Een vertegenwoordiger van het Ministerie woont de vergaderingen bij met raadgevende stem.

Het Platform mag zich laten bijstaan door deskundigen die ten raadgevende titel zetelen. § 2. Het secretariaat van het Overlegplatform wordt waargenomen door het secretariaat van de ESRBHG. § 3. Het Overlegplatform legt zijn huishoudelijk reglement voor ter goedkeuring van de Regering, uiterlijk drie maanden vanaf de aanduiding van zijn effectieve leden. § 4. Alle voorstellen van het Overlegplatform inzake het gemengd beheer van de arbeidsmarkt worden gericht aan de Regering, na advies van de ESRBHG. HOOFDSTUK VI. - Toezicht

Art. 28.De directeur, de inspecteurs en de adjunct-inspecteurs van de sociale inspectie van het bestuur economie en werkgelegenheid van het Ministerie van het Brussels Hoofdstedelijk Gewest, alsmede de andere personeelsleden van deze dienst die door de Secretaris-generaal van dit ministerie met name aangesteld worden voor de uitvoering van inspectieopdrachten en te dien einde beëdigd zijn, worden ermee belast toezicht te houden op de toepassing van de ordonnantie en haar uitvoeringsbesluiten. HOOFDSTUK VII. - Slotbepalingen

Art. 29.De in dit besluit bedoelde termijnen worden opgeschort van 15 juli tot en met 15 augustus.

Art. 30.Worden opgeheven : afdeling III, die de artikelen 44 tot 52 bevat van Hoofdstuk I, van Titel II van het koninklijk besluit van 20 december 1963 betreffende arbeidsvoorziening en werkloosheid; koninklijk besluit van 28 november 1975 betreffende de exploitatie van bureaus voor arbeidsbemiddeling tegen betaling; koninklijk besluit van 3 december 1981 waarbij de activiteit van de uitzendbureaus in het Brusselse Gewest aan een voorafgaande toelating wordt onderworpen; besluit van 27 juni 1991 van de Brusselse Hoofdstedelijke Regering houdende machtiging voor de Brusselse gewestelijke dienst voor arbeidsbemiddeling tot het sluiten van partnerschapsovereenkomsten teneinde de kansen van bepaalde werkzoekenden om werk te vinden of terug te vinden, te vergroten in het kader van gecoördineerde beschikkingen voor socio-professionele inschakeling; ministerieel besluit van 1 december 1975 tot uitvoering van het koninklijk besluit van 28 november 1975 betreffende de exploitatie van de bureaus voor arbeidsbemiddeling tegen betaling; ministerieel besluit van 9 juni 1982 tot uitvoering van het koninklijk besluit van 3 december 1981 waarbij de activiteit van de uitzendbureaus in het Brusselse Gewest aan een voorafgaande toelating wordt onderworpen.
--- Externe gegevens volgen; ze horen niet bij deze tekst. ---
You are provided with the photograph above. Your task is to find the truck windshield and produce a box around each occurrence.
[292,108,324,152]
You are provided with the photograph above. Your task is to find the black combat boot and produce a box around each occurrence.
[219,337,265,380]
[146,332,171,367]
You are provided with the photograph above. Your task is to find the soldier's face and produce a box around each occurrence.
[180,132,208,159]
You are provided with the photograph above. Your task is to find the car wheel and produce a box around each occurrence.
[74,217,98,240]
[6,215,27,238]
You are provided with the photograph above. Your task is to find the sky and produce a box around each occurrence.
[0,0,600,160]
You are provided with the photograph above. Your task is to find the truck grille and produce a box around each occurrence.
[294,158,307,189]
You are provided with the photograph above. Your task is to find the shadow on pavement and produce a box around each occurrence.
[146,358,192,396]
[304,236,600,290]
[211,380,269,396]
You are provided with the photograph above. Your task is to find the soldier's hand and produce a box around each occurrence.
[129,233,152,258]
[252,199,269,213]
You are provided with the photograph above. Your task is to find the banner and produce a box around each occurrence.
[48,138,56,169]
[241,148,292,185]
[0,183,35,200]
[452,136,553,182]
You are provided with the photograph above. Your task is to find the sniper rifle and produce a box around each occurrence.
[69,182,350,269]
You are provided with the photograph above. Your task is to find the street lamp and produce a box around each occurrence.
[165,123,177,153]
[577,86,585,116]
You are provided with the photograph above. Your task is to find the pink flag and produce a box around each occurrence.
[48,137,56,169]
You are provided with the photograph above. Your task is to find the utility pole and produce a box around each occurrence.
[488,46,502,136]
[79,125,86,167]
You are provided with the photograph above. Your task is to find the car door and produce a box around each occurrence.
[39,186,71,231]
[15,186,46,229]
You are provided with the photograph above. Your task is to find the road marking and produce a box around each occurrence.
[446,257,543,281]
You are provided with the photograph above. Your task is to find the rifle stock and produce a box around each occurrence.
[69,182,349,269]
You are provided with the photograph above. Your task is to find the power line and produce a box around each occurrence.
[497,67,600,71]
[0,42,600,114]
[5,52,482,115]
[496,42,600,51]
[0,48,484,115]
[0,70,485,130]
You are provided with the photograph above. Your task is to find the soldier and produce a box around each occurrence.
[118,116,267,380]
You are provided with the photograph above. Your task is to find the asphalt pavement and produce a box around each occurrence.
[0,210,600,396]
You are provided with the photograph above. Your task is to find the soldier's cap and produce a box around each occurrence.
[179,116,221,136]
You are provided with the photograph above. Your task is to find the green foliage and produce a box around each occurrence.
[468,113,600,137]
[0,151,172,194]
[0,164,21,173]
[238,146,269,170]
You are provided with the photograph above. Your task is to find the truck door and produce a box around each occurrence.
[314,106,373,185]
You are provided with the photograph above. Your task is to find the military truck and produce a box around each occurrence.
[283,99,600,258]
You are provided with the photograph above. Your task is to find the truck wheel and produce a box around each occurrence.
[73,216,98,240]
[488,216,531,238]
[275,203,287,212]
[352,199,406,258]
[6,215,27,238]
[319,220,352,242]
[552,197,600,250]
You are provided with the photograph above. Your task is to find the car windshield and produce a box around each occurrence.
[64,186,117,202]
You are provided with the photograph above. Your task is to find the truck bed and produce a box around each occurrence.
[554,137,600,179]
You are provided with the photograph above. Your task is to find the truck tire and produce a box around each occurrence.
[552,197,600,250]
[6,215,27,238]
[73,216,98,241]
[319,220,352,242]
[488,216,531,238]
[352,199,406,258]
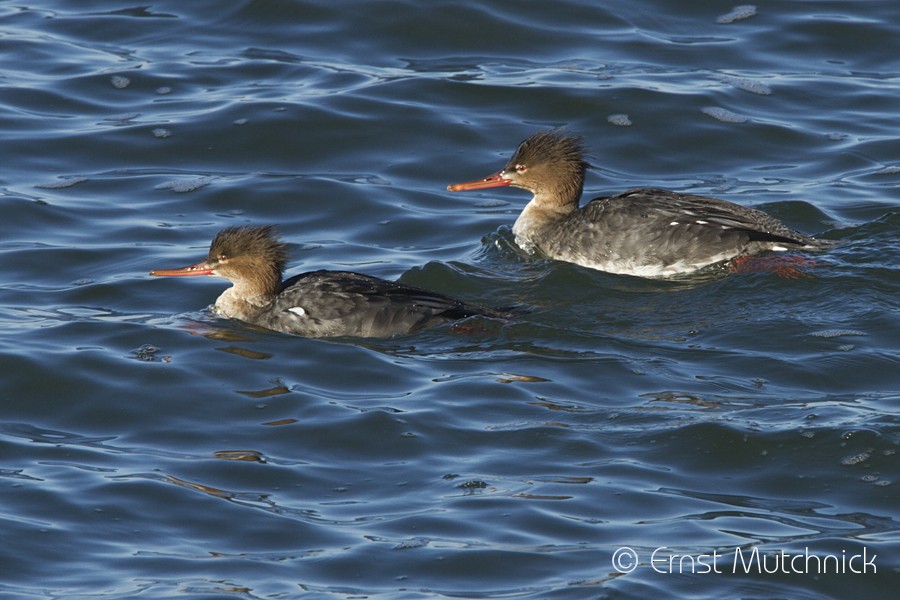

Art. 31.Als overgangsmaatregel, mogen hun activiteiten blijven uitoefenen totdat men een beslissing heeft genomen inzake hun aanvraag tot erkenning om andere activiteiten te mogen uitoefenen dan deze van terbeschikkingstelling van uitzendkrachten zoals bepaald in artikel 7, §§ 2 en 3 van onderhavig besluit, de privé-tewerkstellingsagentschappen die tijdens de twee maanden na de inwerkingtreding van de ordonnantie een erkenningsaanvraag zullen hebben ingediend, die de Minister volledig zal hebben geacht, volgens de procedure beschreven in afdeling 2 van het onderhavig besluit.

Art. 32.De ordonnantie en dit besluit treden in werking op 1 juli 2004, uitgezonderd artikel 15 dat op 1 januari 2005 in werking treedt.

Art. 33.De Minister wordt belast met de uitvoering van dit besluit.

Brussel, 15 april 2004.

Minister-Voorzitter van de Regering van het Brussels Hoofdstedelijk Gewest, belast met de Plaatselijke Besturen, Ruimtelijke Ordening, Monumenten en Landschappen, Stadsvernieuwing en Wetenschappelijk Onderzoek, J. SIMONET Minister van de Brusselse Hoofdstedelijke Regering, belast met Werkgelegenheid, Economie en Herwaardering van de Wijken.

E. TOMAS Minister van de Brusselse Hoofdstedelijke Regering, belast met Financiën, Begroting, Openbaar Ambt en Externe Betrekkingen.